TRA LE RIVISTE ntl LA NUOVA TRIBUNA LETTERARIA - Rivista fondata da Giacomo Luzzagni e diretta da Stefano Valentini, direttore Editoriale Natale Luzzagni, Vicedirettore Pasquale Matrone - Casella Postale 15C - 35031 Abano Terme (PD). e-mail: nuovatribuna@yahoo.it Riceviamo il n. 120, 4° Trimestre 2015, nel quale Valentini (“Dopo venticinque anni non finisce qui”) e N. Luzzagni (“Futuro a colori”) annunciano prossimi cambiamenti e rinnova-
POMEZIA-NOTIZIE
Febbraio 2016
no l’invito a lettori e collaboratori a continuare a dare fiducia alla testata e ad aiutarla in tutte le sue necessità, anche economiche.
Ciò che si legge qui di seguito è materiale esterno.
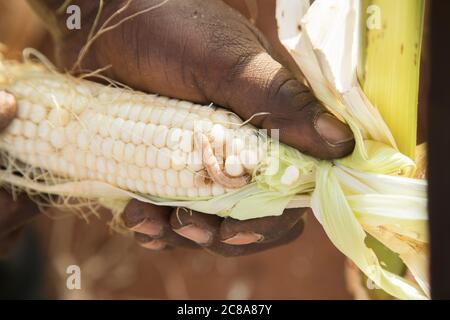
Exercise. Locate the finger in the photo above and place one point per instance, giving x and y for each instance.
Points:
(227, 250)
(240, 74)
(8, 109)
(267, 229)
(153, 221)
(8, 242)
(15, 213)
(150, 243)
(199, 227)
(220, 58)
(256, 83)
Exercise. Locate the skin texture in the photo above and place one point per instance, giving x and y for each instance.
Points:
(204, 51)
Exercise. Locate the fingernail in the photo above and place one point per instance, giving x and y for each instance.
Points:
(242, 238)
(154, 245)
(332, 130)
(194, 233)
(148, 227)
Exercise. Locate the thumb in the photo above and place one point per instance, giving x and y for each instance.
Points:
(258, 83)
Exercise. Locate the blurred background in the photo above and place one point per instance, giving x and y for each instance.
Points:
(113, 266)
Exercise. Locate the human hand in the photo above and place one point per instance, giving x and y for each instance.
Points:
(205, 51)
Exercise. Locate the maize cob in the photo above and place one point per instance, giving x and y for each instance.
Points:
(142, 143)
(351, 197)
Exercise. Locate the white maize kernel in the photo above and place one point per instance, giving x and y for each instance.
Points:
(159, 176)
(135, 112)
(173, 138)
(38, 113)
(163, 158)
(233, 166)
(107, 147)
(138, 133)
(172, 178)
(290, 176)
(115, 128)
(166, 117)
(151, 156)
(149, 132)
(140, 155)
(146, 174)
(58, 137)
(178, 160)
(129, 152)
(29, 129)
(160, 136)
(133, 171)
(186, 178)
(59, 117)
(118, 150)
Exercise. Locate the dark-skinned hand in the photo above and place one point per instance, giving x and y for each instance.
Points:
(202, 51)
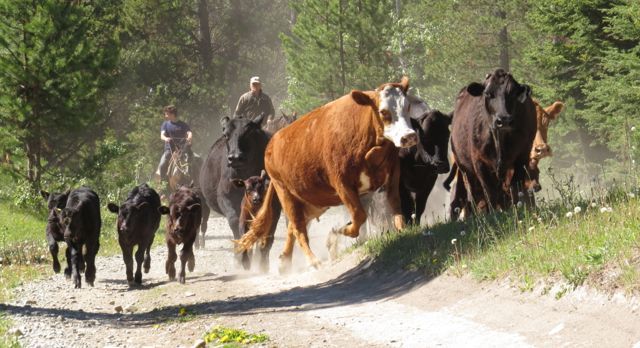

Tra i pezzi più pregevoli vogliamo segnalare: “I 150 anni della nascita di William Butler Yeats”, di Luigi De Rosa; “Il mondo incantato delle fiabe di Luigi Capuana”, di Maria Nivea Zagarella; “Una sottile è pensosa tristezza: Aleksander Puskin”, di Elio Andriuoli; “Voci femminili dell’Ottocento inglese: Christina Rossetti”, di Liliana Porro Andriuoli e poi i tanti interventi di Pasquale Matrone e “Quello che la Grecia ha veramente dato all’Europa” di Rosa Elisa Giangoia. Daniela Monreale si interessa di “Là dove pioveva la manna”, dell’amica Imperia Tognacci. * VERNICE - Rivista di formazione e cultura, responsabile Claudio Giacchino; Redattori: Giovanni Chiellino, Liana De Luca, Carlo Di Lieto, Sandro Gros-Pietro, Rossano Onano, Armando Santinato, Aldo Sisto - Genesi Editrice - via Nuoro 3 - 10137 Torino. Tel. e Fax 0113092572 e-mail: genesi@genesi.org internet: http://www.genesi.org Riceviamo, inviatoci da Imperia Tognacci, il n. 52, ottobre 2015, la cui copertina è dedicata all’ amico Guido Zavanone, del quale, all’interno, troviamo una intervista a cura di Sandro Gros-Pietro, una “Notizia biobibliografica”, una Antologia poetica, numerosi giudizi e numerose fotografie a colori e in bianco e nero. A Imperia Tognacci vengono dedicate le pagine da 235 a 254, con fotografie, poesie, una vasta scheda critica di Sandro GrosPietro e un giudizio di Giorgio Bàrberi Squarotti. La rivista, una vera e propria antologia di 300 pagine (€ 20), contiene numerosissimo materiale e tutto importate, ma che non si può citare integralmente per ovvi motivi di spazio. Ricordiamo solo le pagine dedicate alla memoria di Gianni Rescigno, a firma di Sandro Angeluci, Marina Caracciolo, Francesco D’Episcopo; il saggio “Seduzione, perturbante e doppio nella “Donna fatale” di Luigi Manzella” a firma di Carlo Di Lieto; il racconto “Il collier scomparso” di Sandro Gros-Pietro; né possiamo non citare le firme, a vario titolo, di: Adriana Mondo, Elio Andriuoli, Liana De Luca, Anna Vincitorio, Laura Pierdicchi, Rossano Onano, Emerico Giachery, perché tutti anche nostri collaboratori.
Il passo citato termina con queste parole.